Coordination models¶
Purple teaming can operate in different modes depending on objectives, maturity, and what the exercise is designed to test. The choice of coordination model encodes assumptions about what the organisation needs to learn at its current stage. Making that choice deliberately, rather than defaulting to the model that feels most familiar, is itself a maturity indicator.
Disclosed testing¶
The blue team knows the exercise is happening, when it starts, and what general TTPs will be tested. Red and blue teams communicate throughout.
When to use: early purple team exercises, testing new defensive tools or procedures, training new analysts, validating specific detection rules. The blue team can focus on detection and response without confusion about whether activity is real.
What this tests: whether the detection and response process works when primed. It does not test whether the organisation detects attacks under realistic conditions. That is a legitimate thing to test at an early stage; the limitation only becomes a problem when the organisation believes disclosed testing is validating the same thing as more realistic testing.
The ChangeShop observation: disclosed testing is the mode with the lowest resistance. Both sides know what is happening, the exercise is clearly bounded, and the findings are easier to accept because everyone was prepared. This is also why it is the mode that produces the least discomfort, and the mode where the organisation learns the least about what would actually happen.
Blind testing¶
The blue team knows exercises occur regularly but does not know the specific timing or scenario. Red team activities are revealed during or shortly after execution.
When to use: more mature detection capabilities, testing response procedures, assessing whether monitoring catches realistic activity. Provides more realistic signal about detection effectiveness than disclosed testing.
What this tests: whether detection works when the blue team is operating normally rather than primed. This is meaningful because normal operating conditions are what the organisation will be in when a real adversary is present.
The risk of misidentification, treating an exercise as a real incident, needs explicit management. Clear communication channels and defined protocols for “is this real?” questions are worth establishing before this mode is used.
Double-blind testing¶
The blue team does not know exercises are happening. Red team operates with realistic constraints. Findings are revealed after the exercise.
When to use: testing mature defences, assessing true operational effectiveness, validating detection of low-and-slow adversary behaviour.

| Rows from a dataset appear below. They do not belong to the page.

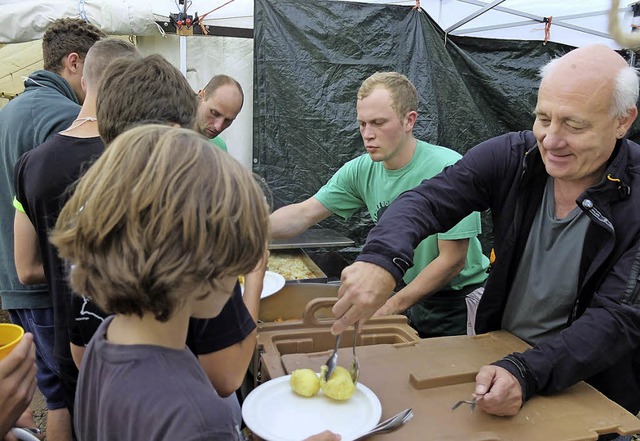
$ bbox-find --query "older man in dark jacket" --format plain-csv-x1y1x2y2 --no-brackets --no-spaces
333,46,640,422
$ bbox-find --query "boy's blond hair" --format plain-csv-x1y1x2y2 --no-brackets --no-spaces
51,125,268,321
358,72,418,119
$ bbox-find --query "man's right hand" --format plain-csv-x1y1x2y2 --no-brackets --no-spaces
0,333,36,437
331,262,396,334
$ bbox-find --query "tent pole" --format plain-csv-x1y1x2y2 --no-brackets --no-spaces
629,2,640,67
178,35,187,78
444,0,504,34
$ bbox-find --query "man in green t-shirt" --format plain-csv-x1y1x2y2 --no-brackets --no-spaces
270,72,489,337
196,75,244,152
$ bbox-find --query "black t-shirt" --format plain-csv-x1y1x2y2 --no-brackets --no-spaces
14,133,104,360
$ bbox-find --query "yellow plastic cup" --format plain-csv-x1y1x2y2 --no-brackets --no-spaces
0,323,24,360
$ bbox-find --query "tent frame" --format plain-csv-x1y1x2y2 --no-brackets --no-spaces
445,0,632,40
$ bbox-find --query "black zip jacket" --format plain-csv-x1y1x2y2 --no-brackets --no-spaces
358,131,640,414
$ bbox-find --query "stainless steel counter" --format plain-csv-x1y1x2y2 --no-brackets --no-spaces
269,228,355,250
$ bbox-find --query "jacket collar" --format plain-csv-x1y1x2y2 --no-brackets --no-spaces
24,70,80,104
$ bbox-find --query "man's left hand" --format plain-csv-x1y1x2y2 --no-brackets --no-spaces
473,365,522,416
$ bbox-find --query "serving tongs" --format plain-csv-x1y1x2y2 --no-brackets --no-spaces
324,322,360,384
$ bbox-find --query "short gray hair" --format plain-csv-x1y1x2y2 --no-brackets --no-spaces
540,58,640,118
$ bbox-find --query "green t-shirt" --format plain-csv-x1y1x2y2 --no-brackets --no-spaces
314,141,489,290
211,136,229,152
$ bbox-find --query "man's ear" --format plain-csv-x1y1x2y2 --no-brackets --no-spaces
63,52,83,75
405,110,418,131
618,106,638,136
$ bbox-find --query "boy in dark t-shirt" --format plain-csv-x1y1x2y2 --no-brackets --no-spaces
51,125,268,441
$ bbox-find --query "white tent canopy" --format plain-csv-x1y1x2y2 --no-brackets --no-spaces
0,0,633,49
0,0,633,167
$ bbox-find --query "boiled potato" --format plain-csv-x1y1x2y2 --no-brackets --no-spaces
320,365,356,401
289,369,320,397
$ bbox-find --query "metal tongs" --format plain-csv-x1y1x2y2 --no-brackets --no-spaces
324,322,360,384
353,408,413,441
451,397,479,412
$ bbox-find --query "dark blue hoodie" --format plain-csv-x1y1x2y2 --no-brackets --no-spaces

The most realistic test of whether the organisation would detect and respond to an actual attack.
What this tests: everything disclosed and blind testing tests, plus whether the organisation can recognise and respond appropriately to an event it did not expect and was not primed for.
The costs are real: risk of confusion, inappropriate response, and operational disruption. This mode requires careful scoping and safety controls. It also provides delayed learning, because the debrief happens after the exercise is complete rather than during it.
The PSL note: this mode puts the most stress on the political layer. The blue team discovering that it did not detect a significant simulated attack, in a mode where it had no warning, can trigger the defensive reactions that prevent learning. The debrief facilitation here is the most demanding.
Continuous purple teaming¶
Ongoing collaboration where red team continuously feeds scenarios, blue team continuously tunes detections, and automated testing validates coverage.
When to use: mature organisations with dedicated resources, automated testing frameworks, and a culture that accepts continuous challenge as normal.
What this produces: the fastest improvement cycle. Detection gaps identified and closed rapidly. High confidence in the accuracy of the detection model.
The risk at this level is alert fatigue and normalisation: when exercises are continuous, the signal that “this is important” can become background noise. Managing this requires deliberate attention to what the programme is surfacing and whether it is producing genuine improvement or the appearance of a working programme.